All of the lead performers excel in How to Blow Up a Pipeline, but the standout has to be Forrest Goodluck (The Revenant) as Michael, a quiet, awkward self-taught demolitions expert from North Dakota. Michael does most of the group’s bomb-building, and obtains supplies after getting a job at a local market. It’s a difficult role: His awkwardness puts him at a distance from the others, but his intensity and his commitment to taking down the pipeline build a deep trust with the rest of the group. Goodluck strikes that balance perfectly, bringing a righteous, seething rage to the kind of star-making performance that suggests a promising career to come.
There’s one crucial place where How to Blow Up a Pipeline diverges from most crime-thriller narratives, much to its benefit: There is no real police or investigator plotline corresponding to the saboteurs’ planning. A law enforcement officer shows up later on, but as a minor part of another character’s narrative — the movie truly focuses on the young people and their plan, with great results.
While the prep phase introduces the group members and their motives, the action really kicks off when they enact the plan. How to Blow Up a Pipeline instantly becomes tense, with sparse use of camera movements and quick zooms (on a burning wick, on barrels, on the pipeline) that offer a tightly controlled, DIY feel. The movie builds and builds in anticipation until it’s ready to explode, and as with many good crime thrillers, the nonlinear narrative allows the outcome to be withheld until the moment of greatest impact.
The film is also filled with striking images. Goldhaber and director of photography Tehillah De Castro make the most of America’s vast landscapes, hinting at a past beauty ruined by industrialization. All of the settings — snowy North Dakota, wide-open West Texas, sunny Southern California — are depicted with factories billowing smoke in the background, inviting viewers to imagine what the environments would look like if they were being treated with care.
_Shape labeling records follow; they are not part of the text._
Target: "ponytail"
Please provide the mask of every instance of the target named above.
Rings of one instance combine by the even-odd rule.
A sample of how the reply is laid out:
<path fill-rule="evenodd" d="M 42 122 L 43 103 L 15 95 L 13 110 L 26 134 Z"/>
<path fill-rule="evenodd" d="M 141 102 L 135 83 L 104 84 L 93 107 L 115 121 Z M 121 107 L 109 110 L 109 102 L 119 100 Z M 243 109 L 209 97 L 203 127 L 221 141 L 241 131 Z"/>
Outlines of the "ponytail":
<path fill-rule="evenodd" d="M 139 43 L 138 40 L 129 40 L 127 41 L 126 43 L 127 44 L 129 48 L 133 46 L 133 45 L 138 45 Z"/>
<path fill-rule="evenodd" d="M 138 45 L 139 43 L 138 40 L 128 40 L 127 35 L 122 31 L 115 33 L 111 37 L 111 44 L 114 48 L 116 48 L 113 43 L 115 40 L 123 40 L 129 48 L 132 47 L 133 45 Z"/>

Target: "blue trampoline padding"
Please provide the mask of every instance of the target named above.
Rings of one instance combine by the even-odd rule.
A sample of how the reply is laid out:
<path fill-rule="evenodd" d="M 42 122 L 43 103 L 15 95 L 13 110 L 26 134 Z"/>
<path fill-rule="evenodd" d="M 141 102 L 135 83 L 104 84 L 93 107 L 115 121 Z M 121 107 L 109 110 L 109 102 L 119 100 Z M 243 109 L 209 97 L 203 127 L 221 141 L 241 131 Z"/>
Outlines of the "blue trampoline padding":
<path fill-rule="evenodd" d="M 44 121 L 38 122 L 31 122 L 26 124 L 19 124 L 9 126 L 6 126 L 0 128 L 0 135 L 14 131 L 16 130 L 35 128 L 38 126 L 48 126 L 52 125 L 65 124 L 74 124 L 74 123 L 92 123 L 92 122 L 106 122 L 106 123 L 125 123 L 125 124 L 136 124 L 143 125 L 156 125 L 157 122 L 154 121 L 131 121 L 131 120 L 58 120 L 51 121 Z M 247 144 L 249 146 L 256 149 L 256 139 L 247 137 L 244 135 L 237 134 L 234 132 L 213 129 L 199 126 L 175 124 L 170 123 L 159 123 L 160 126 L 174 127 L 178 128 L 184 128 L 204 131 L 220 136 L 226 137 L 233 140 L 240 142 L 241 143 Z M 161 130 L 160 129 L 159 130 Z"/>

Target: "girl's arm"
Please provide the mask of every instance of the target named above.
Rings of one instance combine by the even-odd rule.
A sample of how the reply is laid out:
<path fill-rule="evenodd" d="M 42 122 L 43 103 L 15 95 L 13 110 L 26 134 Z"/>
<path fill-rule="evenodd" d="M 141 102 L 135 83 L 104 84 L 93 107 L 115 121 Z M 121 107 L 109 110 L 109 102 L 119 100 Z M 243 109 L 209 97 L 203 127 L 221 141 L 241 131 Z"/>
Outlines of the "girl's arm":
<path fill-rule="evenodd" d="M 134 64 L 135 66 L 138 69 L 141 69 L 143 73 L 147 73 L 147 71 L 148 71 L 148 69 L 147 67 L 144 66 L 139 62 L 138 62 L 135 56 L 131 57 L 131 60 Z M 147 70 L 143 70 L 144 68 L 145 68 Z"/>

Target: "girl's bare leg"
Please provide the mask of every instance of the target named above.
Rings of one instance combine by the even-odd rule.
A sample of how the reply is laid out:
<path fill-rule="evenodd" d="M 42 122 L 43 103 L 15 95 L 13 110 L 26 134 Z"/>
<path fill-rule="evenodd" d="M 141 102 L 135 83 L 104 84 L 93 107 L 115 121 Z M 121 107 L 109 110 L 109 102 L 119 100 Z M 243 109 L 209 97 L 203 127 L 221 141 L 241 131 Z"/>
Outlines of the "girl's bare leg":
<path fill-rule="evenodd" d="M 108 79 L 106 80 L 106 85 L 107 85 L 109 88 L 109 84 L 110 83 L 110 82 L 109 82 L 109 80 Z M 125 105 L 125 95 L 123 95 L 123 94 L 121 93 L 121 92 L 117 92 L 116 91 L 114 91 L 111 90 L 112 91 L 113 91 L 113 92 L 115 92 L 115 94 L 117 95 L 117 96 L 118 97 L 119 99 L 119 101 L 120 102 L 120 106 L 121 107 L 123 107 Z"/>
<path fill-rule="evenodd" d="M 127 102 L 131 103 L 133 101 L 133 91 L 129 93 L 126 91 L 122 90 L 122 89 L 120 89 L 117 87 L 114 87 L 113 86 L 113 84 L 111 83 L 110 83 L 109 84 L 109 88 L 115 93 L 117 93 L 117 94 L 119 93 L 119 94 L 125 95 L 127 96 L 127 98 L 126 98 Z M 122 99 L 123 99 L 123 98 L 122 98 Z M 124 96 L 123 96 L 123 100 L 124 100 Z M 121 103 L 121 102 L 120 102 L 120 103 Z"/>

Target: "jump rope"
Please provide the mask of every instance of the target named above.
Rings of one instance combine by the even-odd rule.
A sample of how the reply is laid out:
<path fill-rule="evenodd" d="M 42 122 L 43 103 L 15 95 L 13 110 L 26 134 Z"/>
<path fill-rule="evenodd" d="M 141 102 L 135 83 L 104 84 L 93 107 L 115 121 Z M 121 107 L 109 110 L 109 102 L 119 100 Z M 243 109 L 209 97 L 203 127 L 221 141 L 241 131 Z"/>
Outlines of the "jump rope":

There’s a shot early in the movie of the group driving down a West Texas highway where oil rigs dot the scenery like cattle or horses in the distance. Another moment has Xochi (co-writer Ariela Barer) watching two members of the crew digging a rectangular, grave-sized hole for an oil drum in the present day, then flashing back to a coffin being lowered into a grave at a funeral, where she and another character mourn as an industrial compound fumes with smoke in the background. It’s a simple, beautiful visual parallel that cuts right to the point: Environmental disaster is all-encompassing and already here, and the movie weaves that in expertly, both visually and in the characters’ stories.
How to Blow Up a Pipeline is the rare movie that effectively weaponizes a radical political message by marrying it to conventional genre storytelling. It feels like a game-changer: the kind of movie that will inspire artists and budding activists alike for generations to come. It’s exciting, tense entertainment with an explosive, memorable final line of dialogue. 2023 has been a great year in movies so far, but this one will be hard to beat.
How to Blow Up a Pipeline debuts in theaters on April 7.